Manchester

Manchester Arena attack: Theresa May announces payout package

Tributes at St Ann's Square Image copyright Reuters
Image caption The package includes more than £1m for the We Love Manchester Fund

Manchester is to receive an extra £13m reimbursement from the government for most of the costs following the Arena terror attack, the prime minister said.

The package includes more than £9m for policing and £2.6m for a mental health hub.

In November, Manchester City Council said it wanted an extra £17m for the costs of dealing with the bombing.

Twenty-two people were killed and 512 injured in the Manchester Arena attack on 22 May.

Prime Minister Theresa May's office said the new funding, which also includes more than £1m for the We Love Manchester Fund, brought the amount paid by the government to £24m.

It added that the payout recognised "the exceptional response required by the city as a result of this cowardly act".

'Disappointing'

Mrs May said: "Following last year's terrible attack the strength and resilience of Manchester captured the nation - and nowhere was this more apparent than at the One Love Concert and city vigils where people joined together not only in grief, but to demonstrate to terrorists that they will never win."

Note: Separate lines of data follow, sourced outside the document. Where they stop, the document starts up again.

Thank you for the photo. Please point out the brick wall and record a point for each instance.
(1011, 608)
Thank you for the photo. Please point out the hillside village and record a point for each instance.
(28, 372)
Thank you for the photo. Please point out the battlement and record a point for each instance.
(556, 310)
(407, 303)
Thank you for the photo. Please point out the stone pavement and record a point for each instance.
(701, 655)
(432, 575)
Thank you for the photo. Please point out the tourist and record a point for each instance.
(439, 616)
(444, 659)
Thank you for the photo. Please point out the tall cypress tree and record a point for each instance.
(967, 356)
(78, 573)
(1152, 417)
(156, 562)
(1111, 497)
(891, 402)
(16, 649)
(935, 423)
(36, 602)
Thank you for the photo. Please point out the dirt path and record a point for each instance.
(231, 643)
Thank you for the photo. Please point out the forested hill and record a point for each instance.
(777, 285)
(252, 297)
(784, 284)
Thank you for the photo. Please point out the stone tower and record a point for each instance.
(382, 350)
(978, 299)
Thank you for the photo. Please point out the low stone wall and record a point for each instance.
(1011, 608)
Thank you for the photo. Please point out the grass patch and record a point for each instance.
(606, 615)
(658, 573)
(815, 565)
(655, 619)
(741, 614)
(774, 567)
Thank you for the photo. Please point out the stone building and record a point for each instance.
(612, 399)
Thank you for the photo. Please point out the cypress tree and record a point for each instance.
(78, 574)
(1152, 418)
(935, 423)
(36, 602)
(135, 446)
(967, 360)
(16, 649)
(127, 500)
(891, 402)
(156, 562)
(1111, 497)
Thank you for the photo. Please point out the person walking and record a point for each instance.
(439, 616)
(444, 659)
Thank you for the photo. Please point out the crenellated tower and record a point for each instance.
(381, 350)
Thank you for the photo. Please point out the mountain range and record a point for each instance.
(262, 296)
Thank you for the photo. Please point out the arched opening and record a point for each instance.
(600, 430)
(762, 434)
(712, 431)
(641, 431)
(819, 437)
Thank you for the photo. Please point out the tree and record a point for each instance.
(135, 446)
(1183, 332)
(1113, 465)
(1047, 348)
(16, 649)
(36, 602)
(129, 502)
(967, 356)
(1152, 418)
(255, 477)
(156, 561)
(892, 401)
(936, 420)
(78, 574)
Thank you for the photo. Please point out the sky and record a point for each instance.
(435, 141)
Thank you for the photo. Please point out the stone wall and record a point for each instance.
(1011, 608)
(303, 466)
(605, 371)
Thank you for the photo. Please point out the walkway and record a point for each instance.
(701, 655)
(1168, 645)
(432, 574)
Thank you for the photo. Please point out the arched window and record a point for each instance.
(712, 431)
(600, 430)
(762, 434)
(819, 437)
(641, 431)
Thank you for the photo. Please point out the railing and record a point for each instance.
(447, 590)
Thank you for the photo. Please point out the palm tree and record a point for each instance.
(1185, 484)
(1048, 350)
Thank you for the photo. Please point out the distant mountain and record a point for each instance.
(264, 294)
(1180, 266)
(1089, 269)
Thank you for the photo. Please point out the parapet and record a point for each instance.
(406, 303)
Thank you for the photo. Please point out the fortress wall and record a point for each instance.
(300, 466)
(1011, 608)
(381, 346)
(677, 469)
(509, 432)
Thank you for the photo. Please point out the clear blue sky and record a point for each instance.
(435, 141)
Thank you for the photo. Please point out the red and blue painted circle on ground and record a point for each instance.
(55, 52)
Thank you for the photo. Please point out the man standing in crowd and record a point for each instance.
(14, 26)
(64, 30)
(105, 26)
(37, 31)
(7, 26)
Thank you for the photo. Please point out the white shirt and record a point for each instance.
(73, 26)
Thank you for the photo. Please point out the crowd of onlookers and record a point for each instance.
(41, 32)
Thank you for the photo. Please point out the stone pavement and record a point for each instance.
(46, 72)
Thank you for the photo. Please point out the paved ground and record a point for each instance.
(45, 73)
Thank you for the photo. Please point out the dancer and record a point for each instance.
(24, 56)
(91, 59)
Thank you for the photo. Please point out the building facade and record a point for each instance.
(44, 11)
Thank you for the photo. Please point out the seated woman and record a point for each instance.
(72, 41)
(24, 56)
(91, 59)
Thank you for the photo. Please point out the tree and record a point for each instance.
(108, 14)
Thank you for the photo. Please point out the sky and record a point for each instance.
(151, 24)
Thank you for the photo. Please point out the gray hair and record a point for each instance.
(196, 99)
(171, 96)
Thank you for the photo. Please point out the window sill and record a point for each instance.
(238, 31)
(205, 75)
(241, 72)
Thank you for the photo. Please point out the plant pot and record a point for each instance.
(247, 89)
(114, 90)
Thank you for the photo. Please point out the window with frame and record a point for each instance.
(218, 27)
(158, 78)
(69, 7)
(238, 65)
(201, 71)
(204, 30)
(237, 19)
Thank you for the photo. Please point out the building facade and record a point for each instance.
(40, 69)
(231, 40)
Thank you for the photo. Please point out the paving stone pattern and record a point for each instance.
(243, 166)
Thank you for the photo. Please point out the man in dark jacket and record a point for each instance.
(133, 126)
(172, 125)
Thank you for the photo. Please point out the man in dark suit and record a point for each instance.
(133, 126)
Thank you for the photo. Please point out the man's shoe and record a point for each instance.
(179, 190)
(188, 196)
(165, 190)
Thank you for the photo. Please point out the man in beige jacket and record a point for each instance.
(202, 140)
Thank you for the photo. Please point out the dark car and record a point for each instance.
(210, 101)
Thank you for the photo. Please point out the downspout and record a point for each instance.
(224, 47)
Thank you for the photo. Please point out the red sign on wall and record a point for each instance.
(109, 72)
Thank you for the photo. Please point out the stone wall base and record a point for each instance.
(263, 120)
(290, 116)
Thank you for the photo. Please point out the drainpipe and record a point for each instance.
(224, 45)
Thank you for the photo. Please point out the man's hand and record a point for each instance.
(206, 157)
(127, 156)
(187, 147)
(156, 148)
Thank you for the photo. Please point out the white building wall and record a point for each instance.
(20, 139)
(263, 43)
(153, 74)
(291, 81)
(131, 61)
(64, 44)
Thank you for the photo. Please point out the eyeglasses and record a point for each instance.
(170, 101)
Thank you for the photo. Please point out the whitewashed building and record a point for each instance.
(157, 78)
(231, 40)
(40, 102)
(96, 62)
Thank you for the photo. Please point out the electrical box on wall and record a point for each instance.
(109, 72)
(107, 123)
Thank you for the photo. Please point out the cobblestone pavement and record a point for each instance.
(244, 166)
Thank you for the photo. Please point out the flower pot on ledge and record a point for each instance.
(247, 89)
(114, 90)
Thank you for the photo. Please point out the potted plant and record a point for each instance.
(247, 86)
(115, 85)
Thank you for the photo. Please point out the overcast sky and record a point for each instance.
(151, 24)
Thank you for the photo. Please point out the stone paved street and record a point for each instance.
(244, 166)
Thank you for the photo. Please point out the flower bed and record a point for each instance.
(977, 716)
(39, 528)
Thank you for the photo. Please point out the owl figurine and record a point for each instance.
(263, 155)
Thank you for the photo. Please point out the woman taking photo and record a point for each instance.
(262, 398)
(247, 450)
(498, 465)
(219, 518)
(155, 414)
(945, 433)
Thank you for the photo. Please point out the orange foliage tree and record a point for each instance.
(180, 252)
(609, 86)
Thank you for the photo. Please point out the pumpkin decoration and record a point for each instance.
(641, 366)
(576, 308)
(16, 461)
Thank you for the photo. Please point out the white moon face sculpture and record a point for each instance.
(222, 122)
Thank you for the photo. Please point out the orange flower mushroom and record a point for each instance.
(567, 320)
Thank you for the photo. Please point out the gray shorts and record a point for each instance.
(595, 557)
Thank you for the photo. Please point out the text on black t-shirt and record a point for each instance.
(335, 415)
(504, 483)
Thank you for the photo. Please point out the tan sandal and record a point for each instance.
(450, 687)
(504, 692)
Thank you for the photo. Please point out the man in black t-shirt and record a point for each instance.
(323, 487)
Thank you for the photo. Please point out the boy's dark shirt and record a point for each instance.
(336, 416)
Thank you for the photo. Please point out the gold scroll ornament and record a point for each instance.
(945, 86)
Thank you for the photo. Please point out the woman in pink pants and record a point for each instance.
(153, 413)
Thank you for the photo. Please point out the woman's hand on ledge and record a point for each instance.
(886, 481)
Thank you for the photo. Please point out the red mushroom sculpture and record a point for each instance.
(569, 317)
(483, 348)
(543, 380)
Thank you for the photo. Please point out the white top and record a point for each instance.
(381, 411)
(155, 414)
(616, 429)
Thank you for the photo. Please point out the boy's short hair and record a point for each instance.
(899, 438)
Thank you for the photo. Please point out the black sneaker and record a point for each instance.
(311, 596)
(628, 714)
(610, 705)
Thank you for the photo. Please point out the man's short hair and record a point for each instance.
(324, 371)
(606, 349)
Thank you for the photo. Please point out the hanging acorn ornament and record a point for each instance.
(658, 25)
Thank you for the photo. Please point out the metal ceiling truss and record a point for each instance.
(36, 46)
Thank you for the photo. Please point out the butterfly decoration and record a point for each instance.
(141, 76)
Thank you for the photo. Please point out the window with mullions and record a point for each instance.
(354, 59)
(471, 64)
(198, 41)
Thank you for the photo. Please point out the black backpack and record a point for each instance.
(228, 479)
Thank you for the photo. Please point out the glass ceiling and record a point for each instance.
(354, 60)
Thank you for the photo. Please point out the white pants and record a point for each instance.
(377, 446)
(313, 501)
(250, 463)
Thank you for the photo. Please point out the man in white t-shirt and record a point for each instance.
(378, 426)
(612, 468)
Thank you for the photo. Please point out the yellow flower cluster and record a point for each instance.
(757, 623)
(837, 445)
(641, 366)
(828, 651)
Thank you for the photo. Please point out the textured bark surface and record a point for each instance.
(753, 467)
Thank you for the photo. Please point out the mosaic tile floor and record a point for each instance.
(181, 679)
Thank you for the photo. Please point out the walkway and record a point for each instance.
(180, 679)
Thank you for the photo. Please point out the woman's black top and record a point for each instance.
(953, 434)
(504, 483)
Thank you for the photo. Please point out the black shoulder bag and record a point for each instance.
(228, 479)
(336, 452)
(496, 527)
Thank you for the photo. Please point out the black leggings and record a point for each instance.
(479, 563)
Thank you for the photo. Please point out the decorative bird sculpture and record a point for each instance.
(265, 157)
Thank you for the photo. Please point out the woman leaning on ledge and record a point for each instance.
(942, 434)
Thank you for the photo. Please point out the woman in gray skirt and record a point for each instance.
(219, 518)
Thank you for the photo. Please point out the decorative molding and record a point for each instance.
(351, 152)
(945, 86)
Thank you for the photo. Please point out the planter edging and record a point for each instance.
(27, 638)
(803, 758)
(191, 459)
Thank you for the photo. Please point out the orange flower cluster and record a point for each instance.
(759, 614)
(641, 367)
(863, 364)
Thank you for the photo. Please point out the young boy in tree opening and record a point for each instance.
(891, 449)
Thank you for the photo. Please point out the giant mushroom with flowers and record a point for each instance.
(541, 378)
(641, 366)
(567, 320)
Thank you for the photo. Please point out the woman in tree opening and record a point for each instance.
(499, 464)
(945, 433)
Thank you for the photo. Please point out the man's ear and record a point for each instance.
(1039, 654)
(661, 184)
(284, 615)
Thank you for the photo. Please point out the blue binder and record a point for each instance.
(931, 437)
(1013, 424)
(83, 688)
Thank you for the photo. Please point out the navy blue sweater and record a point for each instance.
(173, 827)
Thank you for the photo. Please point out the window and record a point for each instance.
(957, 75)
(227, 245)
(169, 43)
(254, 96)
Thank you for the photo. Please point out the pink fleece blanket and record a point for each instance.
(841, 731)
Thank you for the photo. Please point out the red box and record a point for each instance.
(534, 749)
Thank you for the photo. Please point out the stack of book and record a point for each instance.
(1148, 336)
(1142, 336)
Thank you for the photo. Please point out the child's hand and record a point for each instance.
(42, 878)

Also included in the package is £250,000 to Marketing Manchester to continue promoting the city and the region.

Sir Richard Leese, leader of Manchester City Council, welcomed the funding but said "it is disappointing" that the government has "not reimbursed the full costs incurred by the council as a result of this horrific event".

"It is only right and proper that - as they promised at the time - the government should pick up these costs [incurred by Manchester's public services] rather than the people of Manchester having to do so," he said.

Greater Manchester Mayor Andy Burnham said he is "grateful" the prime minister "has taken a personal interest" in ensuring "a clear commitment to meet the majority of the costs".

However, he said "there remain important outstanding issues" that he and Sir Richard will seek to resolve with the government.

The inquests into the victims' deaths, which opened and adjourned in June, heard 220 people required hospital treatment in the aftermath of the attack.